Saturday, February 5, 2011

Organizing One's Thoughts: The Whining Complex

I know an awful lot of people who appear to be brilliant.  They have inspiring insightful things to say, and they say those things.  They have perspectives and viewpoints, and they know enough about their surroundings and how to please people that they are constantly sculpting their responses, increasing their shine all the while.

What I've failed to see is that many of the same people--though not all to be sure--are also, simultaneously, full-on disorganized about their own thinking as it applies to their own lives.  It gives me pause, because some folks are at times quite aware and principled--let's say as applied to a particular field--but when when the lens turns inward, they are lost, and revert to emotional preadolescence.  Why is that?

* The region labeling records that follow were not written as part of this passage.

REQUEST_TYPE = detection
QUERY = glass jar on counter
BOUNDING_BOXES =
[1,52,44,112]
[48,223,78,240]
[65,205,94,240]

I certainly do it at times.  The way I communicate with my intimate partner (and there's only one) when I want something is not the same way that I communicate with my colleague at work, but it is also dissimilar to the way I ask a good friend to do something.  I've caught myself literally whining until I get in response, not my preferred objective, but the "look of doom."  One glance, and I'm either going to capitulate and state my desires in a more grown up manner, or, I'll defend myself and get upset.

By the way, it doesn't follow that I am also proficient in other realms of non-whining object acquisition. The point remains.

I have been on the phone with people in a professional capacity and be forced to tell them something they might not want to hear, only to get an earful of angry remarks.  Why is it so personal?  Isn't this precisely the type of stress that causes bad things to happen?  Don't we want to keep bad things at bay?  What makes people think that anger gets results?

Oh, right: it works!  The loudest complainers get treated first, so long as they value their end goals more than the perceptions they create in others along the way.  That's the only conclusion I can come up with right now.  And so, the conclusion to this conclusion?  Shall we endeavor such an endeavor?